US Trade Representative, Jamieson Greer, has confirmed that US and China have struck a framework agreement on transferring TikTok to US-controlled ownership.
Speaking after emerging from negotiations with Chinese officials, US Treasury Secretary, Scott Bessent said that the deal was coming but declined to reveal the commercial terms. He told reporters after coming out of high-level talks in Madrid, “We have a framework for a TikTok deal.”
“We’re not going to talk about the commercial terms of the deal. It’s between two private parties, but the commercial terms have been agreed upon.”
Scott Bessent

China’s Vice Commerce Minister, Li Chenggang also told reporters in Madrid that a framework of consensus had been reached on TikTok, while cautioning that Beijing won’t sacrifice principles for a deal. He added that China takes issue with the politicization of trade and economic issues.
The framework agreement is a breakthrough in the long-running dispute over TikTok’s ownership, which has raised national security concerns in Washington over the app’s Chinese parent company ByteDance.
In April 2024, Joe Biden signed legislation that gave ByteDance nine months to sell the platform to a US-approved buyer or face a total ban – a deadline that Donald Trump has repeatedly extended.

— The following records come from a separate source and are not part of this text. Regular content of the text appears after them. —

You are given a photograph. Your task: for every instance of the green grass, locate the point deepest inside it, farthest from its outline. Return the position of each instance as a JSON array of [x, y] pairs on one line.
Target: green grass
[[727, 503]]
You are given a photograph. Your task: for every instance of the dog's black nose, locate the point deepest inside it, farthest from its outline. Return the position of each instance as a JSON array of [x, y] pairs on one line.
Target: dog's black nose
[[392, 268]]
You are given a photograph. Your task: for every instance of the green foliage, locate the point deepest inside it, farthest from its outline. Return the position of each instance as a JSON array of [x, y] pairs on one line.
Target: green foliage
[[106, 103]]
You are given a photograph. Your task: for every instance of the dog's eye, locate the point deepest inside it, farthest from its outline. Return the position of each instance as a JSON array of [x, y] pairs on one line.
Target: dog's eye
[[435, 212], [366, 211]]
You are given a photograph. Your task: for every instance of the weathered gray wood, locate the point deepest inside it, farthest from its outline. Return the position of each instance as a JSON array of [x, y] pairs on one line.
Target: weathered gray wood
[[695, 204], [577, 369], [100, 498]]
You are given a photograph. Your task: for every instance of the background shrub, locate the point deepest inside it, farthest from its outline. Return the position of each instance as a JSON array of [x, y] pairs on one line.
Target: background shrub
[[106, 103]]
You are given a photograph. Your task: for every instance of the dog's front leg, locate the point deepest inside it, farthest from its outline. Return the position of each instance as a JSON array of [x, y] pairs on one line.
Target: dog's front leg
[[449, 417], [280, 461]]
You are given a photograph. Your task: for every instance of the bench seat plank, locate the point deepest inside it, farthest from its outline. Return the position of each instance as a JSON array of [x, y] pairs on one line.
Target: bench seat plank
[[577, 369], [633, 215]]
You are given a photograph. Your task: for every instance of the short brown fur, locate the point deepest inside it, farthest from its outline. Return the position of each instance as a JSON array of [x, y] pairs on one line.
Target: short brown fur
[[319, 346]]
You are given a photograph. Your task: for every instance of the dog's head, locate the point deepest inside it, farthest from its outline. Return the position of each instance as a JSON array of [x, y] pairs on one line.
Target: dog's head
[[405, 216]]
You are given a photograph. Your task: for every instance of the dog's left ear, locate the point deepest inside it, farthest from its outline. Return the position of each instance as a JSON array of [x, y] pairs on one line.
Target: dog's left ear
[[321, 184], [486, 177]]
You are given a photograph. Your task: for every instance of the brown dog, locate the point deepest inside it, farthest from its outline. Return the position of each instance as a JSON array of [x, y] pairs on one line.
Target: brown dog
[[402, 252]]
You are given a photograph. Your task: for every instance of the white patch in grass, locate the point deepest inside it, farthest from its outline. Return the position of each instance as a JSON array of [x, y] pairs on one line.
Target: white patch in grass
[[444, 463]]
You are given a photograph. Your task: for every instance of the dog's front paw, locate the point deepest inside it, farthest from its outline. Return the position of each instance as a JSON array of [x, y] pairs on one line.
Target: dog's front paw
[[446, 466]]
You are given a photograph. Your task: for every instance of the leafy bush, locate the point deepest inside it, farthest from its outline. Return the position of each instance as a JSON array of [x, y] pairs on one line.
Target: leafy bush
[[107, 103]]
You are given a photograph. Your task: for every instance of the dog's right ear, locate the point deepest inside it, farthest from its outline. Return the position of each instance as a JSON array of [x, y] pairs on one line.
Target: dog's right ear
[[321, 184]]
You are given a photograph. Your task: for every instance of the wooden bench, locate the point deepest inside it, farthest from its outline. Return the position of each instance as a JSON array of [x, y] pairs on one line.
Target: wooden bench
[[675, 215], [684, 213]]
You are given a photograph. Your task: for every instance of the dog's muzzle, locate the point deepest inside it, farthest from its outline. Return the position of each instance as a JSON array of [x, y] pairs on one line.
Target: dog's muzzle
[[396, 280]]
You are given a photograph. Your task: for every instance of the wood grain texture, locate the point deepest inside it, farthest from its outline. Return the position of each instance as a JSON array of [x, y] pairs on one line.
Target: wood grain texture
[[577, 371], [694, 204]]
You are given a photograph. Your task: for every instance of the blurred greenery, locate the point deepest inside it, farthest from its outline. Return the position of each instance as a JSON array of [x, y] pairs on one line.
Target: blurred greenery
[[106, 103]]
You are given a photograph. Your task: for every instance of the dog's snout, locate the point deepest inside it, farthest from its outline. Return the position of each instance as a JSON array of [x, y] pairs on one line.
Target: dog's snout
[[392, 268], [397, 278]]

Trump has repeatedly extended the deadline for shutting down TikTok, even though the law allows for just one 90-day reprieve, and only if there’s a deal on the table and a formal notification to Congress. The current extension expires on September 17, 2025. Although Trump hasn’t addressed the forthcoming deadline directly, he has claimed that he can delay the ban indefinitely.
The meeting in Madrid is the fourth round of trade talks between United States and Chinese officials since Trump launched a tariff war on Chinese goods in April.
TikTok is one of more than 100 apps developed in the past decade by ByteDance, a technology firm founded in 2012 by Chinese entrepreneur Zhang Yiming and headquartered in Beijing’s northwestern Haidian district
The TikTok ownership saga stretches back to 2020, when Trump first ordered ByteDance to divest TikTok or face a shutdown.
Microsoft initially pursued a potential acquisition worth billions of dollars, with CEO Satya Nadella engaging directly with Trump, but it fell apart in what Nadella dubbed at the time “the strangest deal” he’s ever worked on.
Soon after, Walmart and Oracle came close to buying TikTok’s US arm, proposing a joint acquisition of a new entity called TikTok Global, but it was shelved indefinitely after the Biden administration conducted its own review of Chinese tech companies.
Oracle has remained TikTok’s US cloud provider since 2022 in a deal aimed at addressing security concerns.
Trump, Xi Scheduled To Discuss Final Details Of Framework Deal

Bessent said that final details would be settled when Trump speaks with Xi Jinping, China’s President, on Friday.
Greer confirmed that the agreement was now awaiting approval from both leaders. “We’re not going to be in the business of having repetitive extensions,” he said, adding, “We have a deal.”
Trump also confirmed in a post on social media that he will be speaking to Xi on Friday, adding, “The relationship remains a very strong one!!!”
TikTok gained more traction during the shutdowns of the COVID-19 pandemic, when short dances that went viral became a mainstay of the app.
Challenges came in tandem with TikTok’s success. US officials expressed concerns about the company’s roots and ownership, pointing to laws in China that require Chinese companies to hand over data requested by the government. Another concern became the proprietary algorithm that populates what users see on the app.
The US is estimated to have over 135 million active users on the platform, including the White House, which launched its own official account in August, despite the fact that government devices themselves are still prohibited from using the app under federal law.